John Suarez is the Executive Director for the Center for a Free Cuba and in his opening remarks, he noted that while ostensibly Miguel Díaz-Canel is the leader, as President of Cuba, the Castro family continues to really be in charge. 

“Sixty years later, Fidel Castro is gone, but his brother Raul remains, along with the Communist regime. What is called reform in Cuba has been a frog for the dynastic succession of the Castro family. Raul Castro remains in control of the government as the head of the Communist Party. His son Alejandro Castro, a colonel in the Ministry of the Interior, presided over the Cuban side in the negotiations to normalize relations during the previous administration,” Suarez said. 

He also noted that Raul Castro presided over the new constitution, which Suarez said enshrined the continuation of one party rule, the Communist Party, which continues to be the only legal party in Cuba. 

When Joaquin Castro, a Democrat from Texas, asked questions, Suarez reiterated his point. 

Castro asked, “How has governance changed, if at all, since the Castro regime, and who is in charge now?”

“With regards to who’s running Cuba: Raul Castro.
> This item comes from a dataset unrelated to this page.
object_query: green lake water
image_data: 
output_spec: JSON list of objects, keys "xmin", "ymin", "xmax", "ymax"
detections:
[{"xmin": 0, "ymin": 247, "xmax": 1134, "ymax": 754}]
Under the Cuban system, the head of the Communist Party is the ultimate authority,” Suarez responded. 

Congressman Christopher Smith is a Republican from New Jersey and in his question period he noted that he has been able to visit the worst prisons in some of the most repressive regimes. 

“I go to prisons all over the world. I’ve been to prisons in Indonesia, China, Beijing prison number one, where the Tiananmen Square activists were, the Lefortovo camp thirty-five, the infamous prison where Natan Sharansky was in the 1980s. I can’t get into a prison in Cuba,” Smith said. 

He noted further that Fidel Castro referred to him as a “provocateur” for trying to visit Cuban prisons.

“The International Committee of the Red Cross, the last time they were able to visit a Cuban prison was in 1989,” Suarez noted.